Efficiency is improved because the amount of fertilizer applied is more closely matched to the estimated nutrient requirement for optimum yield for specific areas within the field. Field-average management tends to over-apply nutrients in low-yield areas of the field and under-apply in high yield areas. With site-specific management, rate adjustments are made on the basis of smaller, more uniform areas. Research has shown that one-acre grids are recommended for most intensive grain production areas with a long history of significant fertilization or manuring. Variable-rate application maps are provided to the fertilizer applicator operator to be used in guiding the on-board controller to adjust rates to match the recommendation as the applicator moves across the field. For best results, a database and map of the amounts actually applied should be generated to verify the rates used and to help build a record of the variable-rate applications made in the field. These actual application maps should closely match the recommendation maps.
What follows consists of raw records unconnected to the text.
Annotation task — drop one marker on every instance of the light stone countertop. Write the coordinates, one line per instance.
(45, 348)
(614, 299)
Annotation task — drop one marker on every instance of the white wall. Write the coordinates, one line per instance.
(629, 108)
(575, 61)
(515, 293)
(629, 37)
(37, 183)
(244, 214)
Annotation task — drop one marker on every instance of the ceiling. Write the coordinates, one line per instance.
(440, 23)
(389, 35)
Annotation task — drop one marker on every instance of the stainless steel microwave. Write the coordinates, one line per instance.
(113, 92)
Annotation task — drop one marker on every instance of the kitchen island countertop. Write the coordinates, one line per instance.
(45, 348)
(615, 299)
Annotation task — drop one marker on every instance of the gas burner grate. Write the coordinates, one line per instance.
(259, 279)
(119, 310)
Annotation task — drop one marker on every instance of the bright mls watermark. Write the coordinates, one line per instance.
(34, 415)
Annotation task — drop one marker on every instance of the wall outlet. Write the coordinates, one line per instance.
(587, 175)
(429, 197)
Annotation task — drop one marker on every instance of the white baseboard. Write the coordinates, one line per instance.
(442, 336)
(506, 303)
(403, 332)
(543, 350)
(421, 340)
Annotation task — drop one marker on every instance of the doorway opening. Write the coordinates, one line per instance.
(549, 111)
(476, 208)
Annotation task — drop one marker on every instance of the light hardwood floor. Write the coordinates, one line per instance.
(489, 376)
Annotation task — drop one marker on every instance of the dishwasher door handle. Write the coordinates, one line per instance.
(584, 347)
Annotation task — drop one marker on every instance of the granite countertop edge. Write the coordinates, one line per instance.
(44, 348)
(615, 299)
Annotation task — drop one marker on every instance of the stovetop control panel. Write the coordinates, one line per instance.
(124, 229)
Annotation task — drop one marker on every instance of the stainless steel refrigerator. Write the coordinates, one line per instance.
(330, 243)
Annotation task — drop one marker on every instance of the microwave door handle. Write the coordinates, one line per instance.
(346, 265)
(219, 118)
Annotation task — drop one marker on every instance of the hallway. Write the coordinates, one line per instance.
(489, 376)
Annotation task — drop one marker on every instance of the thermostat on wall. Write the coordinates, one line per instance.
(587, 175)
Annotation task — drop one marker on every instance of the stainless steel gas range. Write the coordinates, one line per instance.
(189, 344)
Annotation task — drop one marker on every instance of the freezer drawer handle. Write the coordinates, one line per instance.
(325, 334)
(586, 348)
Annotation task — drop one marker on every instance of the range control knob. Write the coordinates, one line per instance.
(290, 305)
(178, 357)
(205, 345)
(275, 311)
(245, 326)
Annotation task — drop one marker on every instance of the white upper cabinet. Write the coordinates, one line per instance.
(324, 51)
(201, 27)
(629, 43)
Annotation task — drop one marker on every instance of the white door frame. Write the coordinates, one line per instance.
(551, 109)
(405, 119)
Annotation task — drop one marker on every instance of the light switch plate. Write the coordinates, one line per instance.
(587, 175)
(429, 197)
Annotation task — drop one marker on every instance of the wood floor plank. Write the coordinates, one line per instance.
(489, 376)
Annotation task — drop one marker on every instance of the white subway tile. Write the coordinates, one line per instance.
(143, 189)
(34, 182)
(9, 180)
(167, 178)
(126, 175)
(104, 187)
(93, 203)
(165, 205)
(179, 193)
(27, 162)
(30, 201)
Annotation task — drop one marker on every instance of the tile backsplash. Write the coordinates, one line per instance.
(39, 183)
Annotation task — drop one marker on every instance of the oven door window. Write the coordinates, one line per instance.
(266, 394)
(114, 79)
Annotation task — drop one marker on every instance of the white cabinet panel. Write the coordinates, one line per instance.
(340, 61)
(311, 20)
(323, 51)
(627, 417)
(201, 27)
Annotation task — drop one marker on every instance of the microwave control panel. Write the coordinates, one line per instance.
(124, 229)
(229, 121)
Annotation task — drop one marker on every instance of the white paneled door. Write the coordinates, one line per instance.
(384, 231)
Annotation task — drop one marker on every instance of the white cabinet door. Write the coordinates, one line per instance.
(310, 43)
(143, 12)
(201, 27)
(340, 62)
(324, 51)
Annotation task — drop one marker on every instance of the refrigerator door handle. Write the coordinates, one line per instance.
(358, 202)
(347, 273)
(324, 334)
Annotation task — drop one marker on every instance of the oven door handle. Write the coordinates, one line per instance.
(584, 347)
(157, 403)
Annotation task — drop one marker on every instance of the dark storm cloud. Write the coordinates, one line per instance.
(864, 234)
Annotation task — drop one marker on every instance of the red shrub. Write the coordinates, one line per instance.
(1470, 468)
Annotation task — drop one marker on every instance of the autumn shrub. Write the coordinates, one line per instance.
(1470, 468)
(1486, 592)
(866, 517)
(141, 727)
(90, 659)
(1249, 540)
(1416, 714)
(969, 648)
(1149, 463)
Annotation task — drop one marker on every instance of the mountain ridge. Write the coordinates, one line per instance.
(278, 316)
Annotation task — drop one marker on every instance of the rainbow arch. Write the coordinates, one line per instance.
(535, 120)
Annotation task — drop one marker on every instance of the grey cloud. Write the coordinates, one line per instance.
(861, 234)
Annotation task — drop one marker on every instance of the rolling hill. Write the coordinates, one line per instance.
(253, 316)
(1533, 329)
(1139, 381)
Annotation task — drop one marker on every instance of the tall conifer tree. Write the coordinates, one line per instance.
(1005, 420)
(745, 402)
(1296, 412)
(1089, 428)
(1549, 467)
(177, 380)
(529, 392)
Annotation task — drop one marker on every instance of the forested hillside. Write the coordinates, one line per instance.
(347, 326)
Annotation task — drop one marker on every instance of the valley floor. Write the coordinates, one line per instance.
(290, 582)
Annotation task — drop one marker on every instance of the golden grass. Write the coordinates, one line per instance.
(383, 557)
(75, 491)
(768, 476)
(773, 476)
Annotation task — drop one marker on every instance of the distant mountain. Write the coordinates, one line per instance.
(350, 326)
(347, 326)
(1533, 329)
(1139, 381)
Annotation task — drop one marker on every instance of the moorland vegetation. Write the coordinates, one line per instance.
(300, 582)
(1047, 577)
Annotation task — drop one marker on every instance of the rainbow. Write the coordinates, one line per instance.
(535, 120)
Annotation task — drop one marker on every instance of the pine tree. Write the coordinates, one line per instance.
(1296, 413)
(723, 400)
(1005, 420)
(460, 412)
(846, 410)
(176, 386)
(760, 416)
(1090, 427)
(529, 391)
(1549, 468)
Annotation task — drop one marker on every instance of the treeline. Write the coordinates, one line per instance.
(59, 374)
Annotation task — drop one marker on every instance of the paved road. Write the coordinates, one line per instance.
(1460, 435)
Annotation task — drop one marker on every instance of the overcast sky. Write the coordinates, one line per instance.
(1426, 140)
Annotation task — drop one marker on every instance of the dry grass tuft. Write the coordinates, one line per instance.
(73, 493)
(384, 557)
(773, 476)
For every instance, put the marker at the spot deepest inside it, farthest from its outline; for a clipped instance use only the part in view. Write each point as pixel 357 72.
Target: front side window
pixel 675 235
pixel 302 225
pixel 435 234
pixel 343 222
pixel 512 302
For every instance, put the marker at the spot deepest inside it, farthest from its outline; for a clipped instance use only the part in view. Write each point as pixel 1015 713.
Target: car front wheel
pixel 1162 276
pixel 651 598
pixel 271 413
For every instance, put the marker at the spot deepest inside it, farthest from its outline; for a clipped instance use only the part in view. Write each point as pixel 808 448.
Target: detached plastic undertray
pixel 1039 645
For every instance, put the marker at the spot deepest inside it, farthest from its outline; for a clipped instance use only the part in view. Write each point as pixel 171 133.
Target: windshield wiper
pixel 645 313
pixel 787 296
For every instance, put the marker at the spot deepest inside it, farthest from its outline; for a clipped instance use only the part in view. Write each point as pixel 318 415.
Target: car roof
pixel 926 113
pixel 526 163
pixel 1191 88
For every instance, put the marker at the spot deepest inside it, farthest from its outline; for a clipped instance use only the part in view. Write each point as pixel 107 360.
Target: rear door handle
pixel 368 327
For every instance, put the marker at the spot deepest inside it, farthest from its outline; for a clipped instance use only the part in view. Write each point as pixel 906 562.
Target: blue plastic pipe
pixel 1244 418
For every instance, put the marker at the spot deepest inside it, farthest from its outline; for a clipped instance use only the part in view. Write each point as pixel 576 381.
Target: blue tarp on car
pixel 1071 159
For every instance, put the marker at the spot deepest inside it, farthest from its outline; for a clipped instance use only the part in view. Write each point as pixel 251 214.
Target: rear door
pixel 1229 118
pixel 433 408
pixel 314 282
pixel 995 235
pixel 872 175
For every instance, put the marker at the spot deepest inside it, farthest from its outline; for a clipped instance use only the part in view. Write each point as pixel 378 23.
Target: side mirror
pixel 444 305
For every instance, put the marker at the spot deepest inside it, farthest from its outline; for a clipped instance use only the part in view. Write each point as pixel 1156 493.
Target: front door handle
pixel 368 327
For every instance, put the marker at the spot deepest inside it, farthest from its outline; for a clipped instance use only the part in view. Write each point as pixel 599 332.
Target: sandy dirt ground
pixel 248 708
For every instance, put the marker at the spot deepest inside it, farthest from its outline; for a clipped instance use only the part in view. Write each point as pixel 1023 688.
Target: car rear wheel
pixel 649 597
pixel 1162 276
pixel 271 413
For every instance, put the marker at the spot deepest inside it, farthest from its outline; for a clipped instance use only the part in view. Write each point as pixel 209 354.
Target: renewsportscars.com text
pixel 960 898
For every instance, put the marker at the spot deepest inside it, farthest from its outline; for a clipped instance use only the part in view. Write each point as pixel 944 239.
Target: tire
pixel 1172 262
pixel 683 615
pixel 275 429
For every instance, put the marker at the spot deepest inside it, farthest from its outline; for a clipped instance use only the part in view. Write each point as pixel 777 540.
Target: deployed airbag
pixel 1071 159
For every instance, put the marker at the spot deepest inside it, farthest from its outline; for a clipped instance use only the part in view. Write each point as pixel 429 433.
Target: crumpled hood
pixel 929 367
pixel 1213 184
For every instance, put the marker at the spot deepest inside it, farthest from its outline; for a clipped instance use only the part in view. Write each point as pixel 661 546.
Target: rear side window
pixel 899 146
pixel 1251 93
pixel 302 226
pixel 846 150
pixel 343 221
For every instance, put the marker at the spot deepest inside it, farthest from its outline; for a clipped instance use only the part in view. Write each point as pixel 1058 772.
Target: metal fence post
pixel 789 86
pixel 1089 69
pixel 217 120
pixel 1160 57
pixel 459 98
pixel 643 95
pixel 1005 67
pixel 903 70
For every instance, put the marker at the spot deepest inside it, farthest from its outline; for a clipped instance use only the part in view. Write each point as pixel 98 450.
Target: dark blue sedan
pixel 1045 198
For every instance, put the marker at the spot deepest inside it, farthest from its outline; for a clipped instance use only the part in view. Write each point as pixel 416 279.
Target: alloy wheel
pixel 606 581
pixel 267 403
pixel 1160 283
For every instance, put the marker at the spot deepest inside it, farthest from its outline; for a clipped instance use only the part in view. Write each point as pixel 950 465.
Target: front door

All of the maps produced should be cataloged in a geographic information system (GIS) data management package for use in future recommendations and other types of analysis. This is part of the complete site-specific system needed to fully utilize the technology and gain the most advantage over conventional field-average nutrient management. For best efficiency, variable-rate applications of lime and nitrogen should be made as well as potash and phosphate. Initially, most people have focused on phosphorus and potassium, but the best return on the technology investment is often obtained from lime and nitrogen. Recent analysis of a field study by the University of Illinois showed a gross gain of $16.31 and $12.90 per acre, respectively, for two fields studied. Subtracting $8.00 per acre added cost for soil testing, mapping and variable-rate application, the net gain for variable-rate application on these fields was $8.31 and $4.90 per acre, respectively. Approximately 60 percent to 75 percent of this gain came from the variable-rate nitrogen application.

Another study projected that if phosphorus and potassium application rates are based on more precise guidelines than those used for field-average management, the variable-rate application will pay-off in approximately 60 percent of the fields. If variable-rate nitrogen, lime and/or herbicides are also used, the pay-off probably can be dramatically increased. Variable-rate application, based on site-specific data, is not just a good agronomic practice, it also holds substantial profit potential.